Снова закрываю глаза. Начинаю проваливаться в сон, в надежде на то, что хотя бы он будет светлым…
Глава 14. Сириец
Когда я снова открыл глаза, то улыбался. Глупо, по-детски, но было так уютно… Голова, конечно, шумела, но присутствовало ощущение легкости и, отчего-то, хорошее настроение. Откуда ему взяться? Непонятно… Возможно, из снов, тех, что приходят под самое утро и, как правило, не запоминаются. Только там минутное счастье может существовать не отдельно от обстоятельств, а вместе с ними, дополняя друг друга. Отрыв от реальности. Как круто, но несовременно…
Наконец поднявшись, я огляделся. От барака остались голые стены, с обильно подведёнными копченостью туши глазами-окнами. В остальном, всё как прежде. Правда, различных вещиц, на вроде, выставленных на свежий воздух сушиться после мытья, кастрюль и другой посуды, развешенных на верёвках сырых застиранных простыней, вязанок сухофруктов, которыми был увешан небольшой столбик — обломок детского турника. Удручающая картина… Вижу знакомые лица — Сергей, Спиридон с супругой Еленой, Федя и Эдя, все сидят у разведённого костра, греют кости после ночи, проведённой без крыши над головой.
— Как дела? — спрашиваю, присоединяясь к компании.
— Как дела?! — усмехается Сергей. — Я же говорил — он серьёзно головой стукнулся…

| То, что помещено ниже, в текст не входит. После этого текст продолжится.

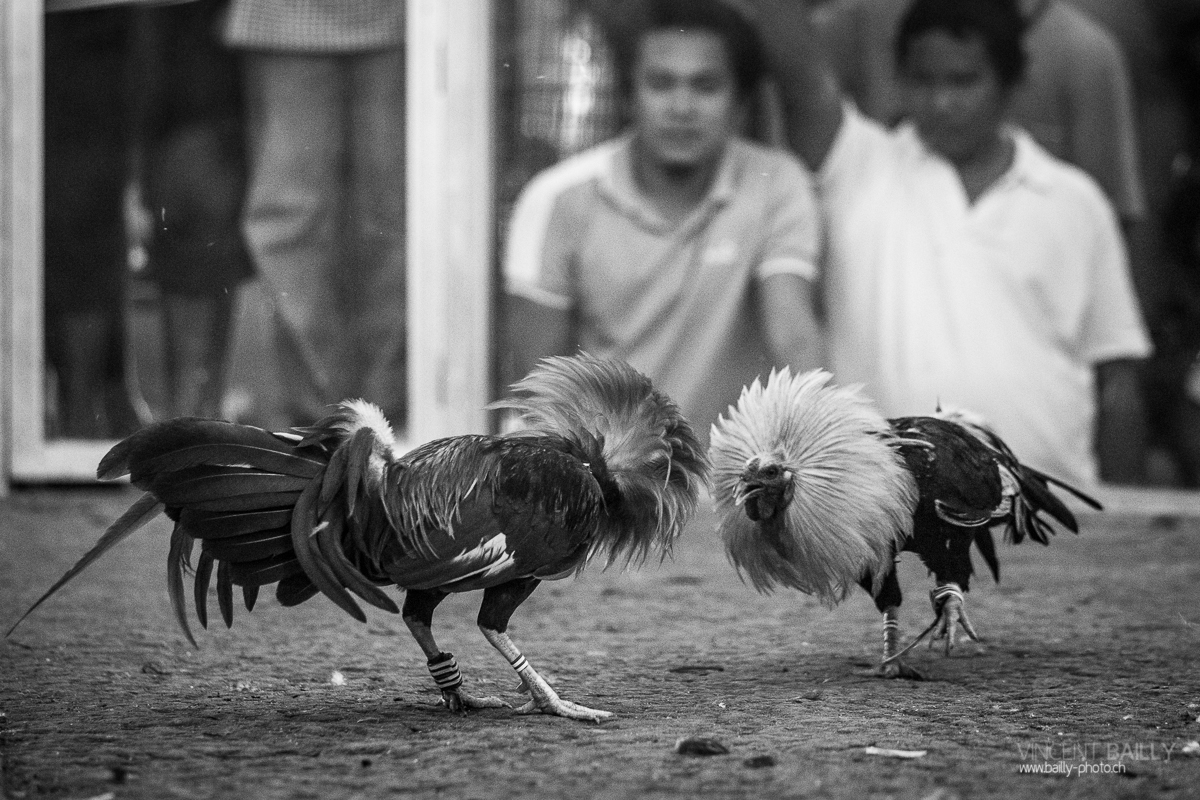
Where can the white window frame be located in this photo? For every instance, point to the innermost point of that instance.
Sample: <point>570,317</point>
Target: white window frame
<point>450,252</point>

— Присаживайся, — не обращая внимания на язвительные замечания моего товарища, приглашает Спиридон.
Его супруга протягивает мне кусок хлеба. Только сейчас я обратил на неё внимание. Раньше, почему-то, я её просто не замечал. Наверное, потому что тех, кто постоянно трудится и не видно вовсе. Ведь у них нет времени рисоваться и рассказывать о себе. Елена — довольно милая, пожилая женщина. Наверное, немного моложе мужа. Но гадать насколько именно не берусь, а спрашивать неудобно. Ей может быть и сорок пять и все шестьдесят, настолько усталые у этой женщины глаза. Глаза человека, прошедшего всё, что может пройти простой человек, чтобы остаться человеком. Глаза простой женщины, глаза праведной мученицы…
— Спасибо, — кротко благодарю. — А где все? — спрашиваю не найдя взглядом никого, кроме сидящих у костра.
— Нет больше никого, — пожал плечами Спиридон.
— Как? — недоумеваю, вспоминая вчерашнюю толпу. — Человек двадцать же было? Мужик, алкаш по виду, нарики эти молодые, баба, какая-то и другие? Где все?
— Ушли, — вместо хозяина отвечает Федя.
— Бросили тебя? — недоумеваю, глядя на Спиридона.
— Ну, почему же… — поёжился он. — Просто у них свой путь, у меня свой…
— Бросили, короче, — настаиваю на праведности своего суждения.
— Ну, если хочешь, пусть так…
— Я так и думал. Эта шваль не заслуживает хорошего обращения и не заслуживала никогда. Ты с ними цацкался, кормил, поил, а чем они тебя отблагодарили? Просто свалили, когда стало худо…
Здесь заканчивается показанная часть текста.